Yen Rallying to Record 75 Seen in Charts by Hedge Fund

  • BOJ failure to boost stimulus, end deflation to spur yen gains
  • Dollar ending year below 107 yen will push it lower: GCI Asset

The yen’s first annual rally in five years is on course to push it to a record versus the dollar in a few years as the Bank of Japan refrains from adding monetary stimulus and fails to end deflation, according to hedge fund GCI Asset Management Inc.

The BOJ is unlikely to cut interest rates further as it tries to help Japanese lenders cope in a sub-zero rate environment, which means the nation’s current-account surplus and deflationary economy would fuel further gains in its currency, said Tatsuhiro Iwashige, chief foreign-exchange strategist of the investment solutions group at Tokyo-based GCI Asset. The firm’s $100 million GCI Systematic Macro Fund surged 30 percent in the first half this year thanks to timely wagers on the yen and the pound.

The yen will enter a bullish chart pattern if it ends the year stronger than 107 per dollar, a key technical level, putting it on a path toward a record 75 in a few years, according to Iwashige. While the greenback briefly dropped to 99.02 yen on June 24 following the result of U.K.’s Brexit referendum, it’s mostly remained above 100 since then. The yen has climbed 17 percent in 2016 to 102.83 versus the greenback as of 11:19 a.m. Wednesday in Tokyo. It reached a post-World War II high of 75.35 in 2011.

“If the dollar breaks below 100 yen, a support line for a descending triangle, its decline would accelerate to as low as 92,” Iwashige said in an interview in Tokyo. “Fundamentally, if Japan can’t stop deflation and can’t strengthen monetary stimulus, the yen will strengthen because of current account surplus. It won’t be a surprise if the yen rose past 75 in a few years.”

After years of quantitative easing, followed by a surprise decision in January to adopt a negative interest rate policy, Governor Haruhiko Kuroda last month shifted the focus of the BOJ’s monetary stimulus from expanding money supply to controlling bond yields.

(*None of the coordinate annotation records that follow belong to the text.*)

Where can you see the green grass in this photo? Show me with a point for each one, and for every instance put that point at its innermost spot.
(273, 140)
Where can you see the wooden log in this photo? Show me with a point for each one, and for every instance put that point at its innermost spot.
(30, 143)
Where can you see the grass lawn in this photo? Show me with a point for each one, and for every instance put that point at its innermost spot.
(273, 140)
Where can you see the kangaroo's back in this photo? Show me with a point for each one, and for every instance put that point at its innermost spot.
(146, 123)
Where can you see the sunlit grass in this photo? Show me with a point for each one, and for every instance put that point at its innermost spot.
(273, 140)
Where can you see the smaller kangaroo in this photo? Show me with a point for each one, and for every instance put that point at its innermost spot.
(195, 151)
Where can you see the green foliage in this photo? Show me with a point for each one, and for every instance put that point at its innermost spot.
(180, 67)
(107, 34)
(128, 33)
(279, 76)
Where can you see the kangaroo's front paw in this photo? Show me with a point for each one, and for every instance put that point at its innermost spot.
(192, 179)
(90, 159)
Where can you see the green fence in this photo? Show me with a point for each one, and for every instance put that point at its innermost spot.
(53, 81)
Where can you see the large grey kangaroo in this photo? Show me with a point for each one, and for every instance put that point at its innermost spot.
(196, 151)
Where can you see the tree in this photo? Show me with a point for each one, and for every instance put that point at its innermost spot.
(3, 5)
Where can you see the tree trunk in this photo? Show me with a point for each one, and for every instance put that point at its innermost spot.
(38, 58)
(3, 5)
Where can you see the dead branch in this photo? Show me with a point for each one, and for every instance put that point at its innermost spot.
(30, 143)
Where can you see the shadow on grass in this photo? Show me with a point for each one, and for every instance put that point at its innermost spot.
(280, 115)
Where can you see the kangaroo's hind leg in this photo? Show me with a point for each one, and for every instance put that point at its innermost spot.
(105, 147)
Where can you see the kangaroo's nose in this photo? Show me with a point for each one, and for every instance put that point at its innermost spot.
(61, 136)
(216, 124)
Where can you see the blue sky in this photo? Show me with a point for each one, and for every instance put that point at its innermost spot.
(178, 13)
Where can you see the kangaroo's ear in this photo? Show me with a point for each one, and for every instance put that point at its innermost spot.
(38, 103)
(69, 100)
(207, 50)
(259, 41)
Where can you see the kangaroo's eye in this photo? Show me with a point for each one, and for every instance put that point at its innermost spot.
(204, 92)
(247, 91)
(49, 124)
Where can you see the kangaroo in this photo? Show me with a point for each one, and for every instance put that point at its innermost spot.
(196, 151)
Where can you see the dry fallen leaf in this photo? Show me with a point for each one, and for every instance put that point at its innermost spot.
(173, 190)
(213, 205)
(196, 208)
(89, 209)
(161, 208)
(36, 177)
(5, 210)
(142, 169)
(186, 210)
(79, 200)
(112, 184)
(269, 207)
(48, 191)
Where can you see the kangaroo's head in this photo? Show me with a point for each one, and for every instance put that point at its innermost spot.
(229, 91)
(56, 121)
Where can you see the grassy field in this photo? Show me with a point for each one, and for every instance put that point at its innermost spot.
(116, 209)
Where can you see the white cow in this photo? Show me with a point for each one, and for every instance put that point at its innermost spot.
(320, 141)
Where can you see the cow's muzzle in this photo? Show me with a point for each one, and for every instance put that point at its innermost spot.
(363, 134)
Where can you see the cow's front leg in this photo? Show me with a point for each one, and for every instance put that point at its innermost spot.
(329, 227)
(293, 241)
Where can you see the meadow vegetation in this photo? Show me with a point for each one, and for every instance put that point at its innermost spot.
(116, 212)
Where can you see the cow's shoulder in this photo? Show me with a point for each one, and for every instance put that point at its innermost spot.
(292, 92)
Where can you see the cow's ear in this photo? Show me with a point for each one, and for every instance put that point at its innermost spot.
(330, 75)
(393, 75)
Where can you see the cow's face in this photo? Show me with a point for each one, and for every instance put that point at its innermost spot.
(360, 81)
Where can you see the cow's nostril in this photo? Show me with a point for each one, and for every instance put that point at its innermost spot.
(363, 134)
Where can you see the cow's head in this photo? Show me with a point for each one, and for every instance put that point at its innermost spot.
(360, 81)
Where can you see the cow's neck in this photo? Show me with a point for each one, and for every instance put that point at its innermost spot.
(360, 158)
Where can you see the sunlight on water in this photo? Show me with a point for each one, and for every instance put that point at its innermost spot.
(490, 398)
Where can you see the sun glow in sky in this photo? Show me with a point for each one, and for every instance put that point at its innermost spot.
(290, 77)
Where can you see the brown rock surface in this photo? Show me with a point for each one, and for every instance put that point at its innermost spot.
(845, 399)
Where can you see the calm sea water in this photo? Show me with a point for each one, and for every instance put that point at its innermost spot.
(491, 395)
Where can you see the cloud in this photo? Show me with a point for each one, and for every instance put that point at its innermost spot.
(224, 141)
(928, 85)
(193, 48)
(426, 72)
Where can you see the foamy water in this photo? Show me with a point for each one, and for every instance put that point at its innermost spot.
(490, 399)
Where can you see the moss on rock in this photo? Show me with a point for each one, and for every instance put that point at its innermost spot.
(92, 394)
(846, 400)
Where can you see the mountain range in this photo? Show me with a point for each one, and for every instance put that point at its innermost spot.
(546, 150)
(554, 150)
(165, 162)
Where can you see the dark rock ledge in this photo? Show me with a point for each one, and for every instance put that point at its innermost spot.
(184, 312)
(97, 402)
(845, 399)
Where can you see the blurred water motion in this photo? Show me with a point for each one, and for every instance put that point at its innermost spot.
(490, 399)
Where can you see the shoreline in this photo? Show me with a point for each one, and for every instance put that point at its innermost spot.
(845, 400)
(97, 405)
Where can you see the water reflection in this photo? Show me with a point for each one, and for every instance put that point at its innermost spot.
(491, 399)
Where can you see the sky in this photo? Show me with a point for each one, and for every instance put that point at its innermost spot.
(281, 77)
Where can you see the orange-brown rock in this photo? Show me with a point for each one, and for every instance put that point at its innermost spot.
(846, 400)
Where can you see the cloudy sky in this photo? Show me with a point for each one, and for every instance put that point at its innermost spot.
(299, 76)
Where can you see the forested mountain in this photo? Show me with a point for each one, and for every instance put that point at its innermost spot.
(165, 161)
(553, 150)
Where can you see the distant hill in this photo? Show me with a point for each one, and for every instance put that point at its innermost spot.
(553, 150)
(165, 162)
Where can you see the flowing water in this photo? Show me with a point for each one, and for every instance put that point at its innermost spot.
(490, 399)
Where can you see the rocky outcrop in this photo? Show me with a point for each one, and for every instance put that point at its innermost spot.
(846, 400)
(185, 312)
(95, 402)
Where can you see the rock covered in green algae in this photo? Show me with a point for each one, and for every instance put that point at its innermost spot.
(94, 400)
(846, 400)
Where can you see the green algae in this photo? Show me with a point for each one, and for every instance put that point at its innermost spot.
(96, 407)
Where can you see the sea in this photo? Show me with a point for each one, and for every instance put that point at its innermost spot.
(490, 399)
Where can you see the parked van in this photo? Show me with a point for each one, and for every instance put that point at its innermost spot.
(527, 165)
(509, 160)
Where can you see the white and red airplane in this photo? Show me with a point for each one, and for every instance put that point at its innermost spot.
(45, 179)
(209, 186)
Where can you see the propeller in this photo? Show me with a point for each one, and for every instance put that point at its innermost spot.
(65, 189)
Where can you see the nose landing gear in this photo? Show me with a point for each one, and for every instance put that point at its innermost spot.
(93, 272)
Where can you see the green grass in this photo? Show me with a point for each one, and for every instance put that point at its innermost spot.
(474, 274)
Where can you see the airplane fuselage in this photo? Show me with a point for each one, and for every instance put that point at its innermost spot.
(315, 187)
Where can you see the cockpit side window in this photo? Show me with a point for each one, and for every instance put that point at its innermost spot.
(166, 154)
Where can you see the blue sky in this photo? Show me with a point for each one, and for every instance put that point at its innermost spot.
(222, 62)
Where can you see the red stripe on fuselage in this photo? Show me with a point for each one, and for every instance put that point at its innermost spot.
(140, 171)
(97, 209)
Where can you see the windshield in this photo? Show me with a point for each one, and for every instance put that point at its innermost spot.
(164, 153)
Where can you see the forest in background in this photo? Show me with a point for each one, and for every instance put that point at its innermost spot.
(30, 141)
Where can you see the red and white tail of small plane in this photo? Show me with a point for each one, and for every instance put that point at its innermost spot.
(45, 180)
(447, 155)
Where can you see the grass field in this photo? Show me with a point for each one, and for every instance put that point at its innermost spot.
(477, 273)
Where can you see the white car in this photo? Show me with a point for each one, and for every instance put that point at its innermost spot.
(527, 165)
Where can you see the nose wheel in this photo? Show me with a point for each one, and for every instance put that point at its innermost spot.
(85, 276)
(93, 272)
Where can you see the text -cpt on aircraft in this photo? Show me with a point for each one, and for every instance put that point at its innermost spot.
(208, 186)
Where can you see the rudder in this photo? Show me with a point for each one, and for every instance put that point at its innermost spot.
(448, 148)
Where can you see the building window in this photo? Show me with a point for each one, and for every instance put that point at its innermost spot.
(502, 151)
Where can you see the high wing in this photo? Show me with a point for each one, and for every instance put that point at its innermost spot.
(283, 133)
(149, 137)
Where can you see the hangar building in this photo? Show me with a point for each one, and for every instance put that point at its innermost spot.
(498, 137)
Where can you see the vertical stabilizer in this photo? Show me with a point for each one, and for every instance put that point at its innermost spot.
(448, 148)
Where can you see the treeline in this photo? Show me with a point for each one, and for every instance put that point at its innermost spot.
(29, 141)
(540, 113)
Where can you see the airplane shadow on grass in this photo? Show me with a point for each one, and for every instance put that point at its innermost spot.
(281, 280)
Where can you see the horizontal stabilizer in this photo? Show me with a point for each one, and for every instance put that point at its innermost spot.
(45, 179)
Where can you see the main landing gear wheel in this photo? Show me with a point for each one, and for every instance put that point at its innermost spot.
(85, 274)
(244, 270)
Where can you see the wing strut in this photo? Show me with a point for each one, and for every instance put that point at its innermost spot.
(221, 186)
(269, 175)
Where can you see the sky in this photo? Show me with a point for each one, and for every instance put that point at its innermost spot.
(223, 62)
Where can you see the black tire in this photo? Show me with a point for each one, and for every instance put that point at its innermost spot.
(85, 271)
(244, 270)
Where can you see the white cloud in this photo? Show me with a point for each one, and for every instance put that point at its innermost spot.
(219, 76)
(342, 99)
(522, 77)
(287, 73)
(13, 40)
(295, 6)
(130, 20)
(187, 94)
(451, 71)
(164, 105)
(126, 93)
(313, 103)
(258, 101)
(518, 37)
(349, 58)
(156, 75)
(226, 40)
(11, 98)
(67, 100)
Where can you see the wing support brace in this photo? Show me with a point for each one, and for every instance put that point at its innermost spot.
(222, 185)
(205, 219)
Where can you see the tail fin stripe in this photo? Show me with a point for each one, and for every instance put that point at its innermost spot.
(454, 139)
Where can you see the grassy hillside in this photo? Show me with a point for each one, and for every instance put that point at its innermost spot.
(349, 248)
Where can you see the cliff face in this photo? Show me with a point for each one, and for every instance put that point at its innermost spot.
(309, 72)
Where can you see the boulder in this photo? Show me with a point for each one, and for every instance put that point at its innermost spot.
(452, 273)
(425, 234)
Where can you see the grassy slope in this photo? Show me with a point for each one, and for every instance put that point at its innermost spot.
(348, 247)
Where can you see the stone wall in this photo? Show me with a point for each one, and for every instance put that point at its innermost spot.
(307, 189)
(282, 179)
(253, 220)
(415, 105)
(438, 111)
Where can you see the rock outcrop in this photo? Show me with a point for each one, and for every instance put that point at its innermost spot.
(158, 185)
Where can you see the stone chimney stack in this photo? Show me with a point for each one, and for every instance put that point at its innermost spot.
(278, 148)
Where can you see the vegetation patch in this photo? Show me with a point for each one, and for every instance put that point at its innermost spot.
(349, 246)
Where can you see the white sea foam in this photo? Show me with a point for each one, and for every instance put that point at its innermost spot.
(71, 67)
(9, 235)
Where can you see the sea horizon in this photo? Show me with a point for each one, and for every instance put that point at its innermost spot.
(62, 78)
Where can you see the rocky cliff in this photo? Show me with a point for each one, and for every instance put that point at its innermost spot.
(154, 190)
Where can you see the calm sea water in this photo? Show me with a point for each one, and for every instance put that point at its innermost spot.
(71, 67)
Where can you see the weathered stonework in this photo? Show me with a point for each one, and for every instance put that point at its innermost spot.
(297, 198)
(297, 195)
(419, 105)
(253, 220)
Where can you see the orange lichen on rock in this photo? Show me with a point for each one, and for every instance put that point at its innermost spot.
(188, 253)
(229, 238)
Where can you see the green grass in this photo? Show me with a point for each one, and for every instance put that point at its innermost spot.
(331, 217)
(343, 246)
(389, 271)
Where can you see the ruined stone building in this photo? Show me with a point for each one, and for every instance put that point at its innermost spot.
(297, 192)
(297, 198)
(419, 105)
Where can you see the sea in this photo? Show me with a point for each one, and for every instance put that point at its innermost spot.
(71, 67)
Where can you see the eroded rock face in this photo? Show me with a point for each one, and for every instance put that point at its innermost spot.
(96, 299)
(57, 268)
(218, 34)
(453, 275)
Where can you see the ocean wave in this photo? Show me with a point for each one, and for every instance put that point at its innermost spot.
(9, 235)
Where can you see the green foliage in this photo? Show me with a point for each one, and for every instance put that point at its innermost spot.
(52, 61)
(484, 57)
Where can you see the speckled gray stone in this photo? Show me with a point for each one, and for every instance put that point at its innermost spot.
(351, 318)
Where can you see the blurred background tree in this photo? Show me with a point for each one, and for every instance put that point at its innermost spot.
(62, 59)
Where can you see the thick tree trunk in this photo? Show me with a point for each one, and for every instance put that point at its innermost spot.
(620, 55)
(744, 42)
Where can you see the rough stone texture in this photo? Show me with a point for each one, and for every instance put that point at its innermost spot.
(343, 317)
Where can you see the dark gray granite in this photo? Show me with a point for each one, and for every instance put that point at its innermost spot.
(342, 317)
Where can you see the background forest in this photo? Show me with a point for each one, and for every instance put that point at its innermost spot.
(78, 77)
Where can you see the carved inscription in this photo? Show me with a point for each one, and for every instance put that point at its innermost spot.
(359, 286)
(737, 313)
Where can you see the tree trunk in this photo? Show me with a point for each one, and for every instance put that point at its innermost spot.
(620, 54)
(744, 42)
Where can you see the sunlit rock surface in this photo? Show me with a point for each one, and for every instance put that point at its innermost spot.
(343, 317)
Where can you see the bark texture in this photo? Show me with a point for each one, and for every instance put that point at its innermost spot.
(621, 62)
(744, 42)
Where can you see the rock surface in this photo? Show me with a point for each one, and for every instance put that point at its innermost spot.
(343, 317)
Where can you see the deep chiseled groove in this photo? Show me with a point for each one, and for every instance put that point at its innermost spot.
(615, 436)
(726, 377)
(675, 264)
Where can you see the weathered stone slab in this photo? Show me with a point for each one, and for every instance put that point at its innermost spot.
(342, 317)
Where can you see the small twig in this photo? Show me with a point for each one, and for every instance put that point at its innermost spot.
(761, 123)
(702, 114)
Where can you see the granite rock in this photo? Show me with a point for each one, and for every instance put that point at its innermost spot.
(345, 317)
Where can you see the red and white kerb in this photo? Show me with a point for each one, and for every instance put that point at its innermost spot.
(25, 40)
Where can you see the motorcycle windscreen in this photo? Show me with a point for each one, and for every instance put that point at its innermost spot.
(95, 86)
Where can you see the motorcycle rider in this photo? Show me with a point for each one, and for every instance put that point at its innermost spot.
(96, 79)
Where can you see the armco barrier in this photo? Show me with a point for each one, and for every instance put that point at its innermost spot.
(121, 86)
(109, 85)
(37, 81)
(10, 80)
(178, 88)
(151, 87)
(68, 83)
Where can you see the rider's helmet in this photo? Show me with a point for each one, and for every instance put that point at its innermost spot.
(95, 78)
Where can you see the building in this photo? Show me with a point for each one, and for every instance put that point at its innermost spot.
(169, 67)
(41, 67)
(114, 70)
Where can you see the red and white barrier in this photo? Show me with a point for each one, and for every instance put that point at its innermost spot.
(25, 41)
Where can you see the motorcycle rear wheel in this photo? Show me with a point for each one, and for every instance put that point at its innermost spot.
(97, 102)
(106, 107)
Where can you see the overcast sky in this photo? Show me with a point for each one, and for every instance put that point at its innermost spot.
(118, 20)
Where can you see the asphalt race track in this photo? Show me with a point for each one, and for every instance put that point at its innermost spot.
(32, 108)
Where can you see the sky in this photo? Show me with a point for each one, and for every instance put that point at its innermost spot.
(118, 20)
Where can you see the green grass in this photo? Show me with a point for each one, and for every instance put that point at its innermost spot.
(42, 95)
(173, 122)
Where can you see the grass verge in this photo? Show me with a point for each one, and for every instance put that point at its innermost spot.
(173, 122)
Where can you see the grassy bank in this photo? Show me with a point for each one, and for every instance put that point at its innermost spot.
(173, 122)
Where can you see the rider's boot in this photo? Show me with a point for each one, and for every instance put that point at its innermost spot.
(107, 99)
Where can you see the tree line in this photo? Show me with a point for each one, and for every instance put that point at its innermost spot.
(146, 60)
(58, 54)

The central bank’s reluctance to increase asset purchases, which are seen as key to weakening the yen, has fueled concerns it’s running out of ammunition, while uncertainty about the future pace of U.S. rate increases has capped the dollar’s upside.

The yen is headed for its first annual advance against the dollar since 2011 as demand for haven assets and the lack of additional BOJ stimulus boosted the Japanese currency.

The dollar crossed above its 20-year moving average versus the yen in 2014, which Iwashige identified as a potential bullish signal known as a golden cross. The pattern emerged after Prime Minister Shinzo Abe took office in December 2012 and started an economic revival program known as Abenomics. The yen fell to a 13-year low of 125.86 per dollar in June last year amid a combination of monetary easing, fiscal stimulus and structural reforms.

“Whether the dollar is above or below 107 on New Year’s Eve will show whether the golden cross proved to be false or not,” Iwashige said. “If the dollar ends 2016 at its year-lows, the probability is high technically for the yen to renew its historical peak in subsequent years.”